En ds. Banning zegt dan verder: Nu gaat 't er om, om nieuwe krachtbronnen van socialistisch idealisme en levensgevoel aan te boren, nu de oude bronnen verdroogd zijn. En ds. Banning noemt dan: de religie, de godsdienst.
„Het behoort mee tot het noodlot van het proletariaat, dat het in de 19de eeuw ongodsdienstig, overwegend anti-godsdienstig was". En „het honend wegwerpen van alle religie door de arbeiders, is een reden van de verzwakking van hun kracht geworden". „Godsdienstige mannen staan als vuurtorens in de wereld, omdat zij hun godsdienstig geloof hadden en hun levenswerk aanvaardden als roeping, opgelegd door Hem die eeuwig roept".
„De oude, eeuwige vragen duiken nu weer bij vernieuwing op".
Zoo wordt het oude socialisme veroordeeld.
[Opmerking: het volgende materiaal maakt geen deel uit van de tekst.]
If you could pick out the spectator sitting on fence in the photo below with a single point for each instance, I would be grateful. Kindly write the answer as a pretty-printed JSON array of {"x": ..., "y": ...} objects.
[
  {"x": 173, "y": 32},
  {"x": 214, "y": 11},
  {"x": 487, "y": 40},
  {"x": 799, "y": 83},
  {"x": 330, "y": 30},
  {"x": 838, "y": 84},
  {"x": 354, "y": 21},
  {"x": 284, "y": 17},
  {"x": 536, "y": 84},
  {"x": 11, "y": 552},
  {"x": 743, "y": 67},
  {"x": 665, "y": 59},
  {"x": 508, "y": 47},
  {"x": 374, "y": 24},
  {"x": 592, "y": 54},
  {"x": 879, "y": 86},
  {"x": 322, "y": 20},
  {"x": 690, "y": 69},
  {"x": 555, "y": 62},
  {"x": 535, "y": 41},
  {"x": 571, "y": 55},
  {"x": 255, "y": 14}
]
Iets nieuws zal worden gegeven. Maar wat?
(Wordt voortgezet).

Dit artikel werd u aangeboden door: de Gereformeerde Bond

Deze tekst is geautomatiseerd gemaakt en kan nog fouten bevatten. Digibron werkt voortdurend aan correctie. Klik voor het origineel door naar de pdf. Voor opmerkingen, vragen, informatie: contact.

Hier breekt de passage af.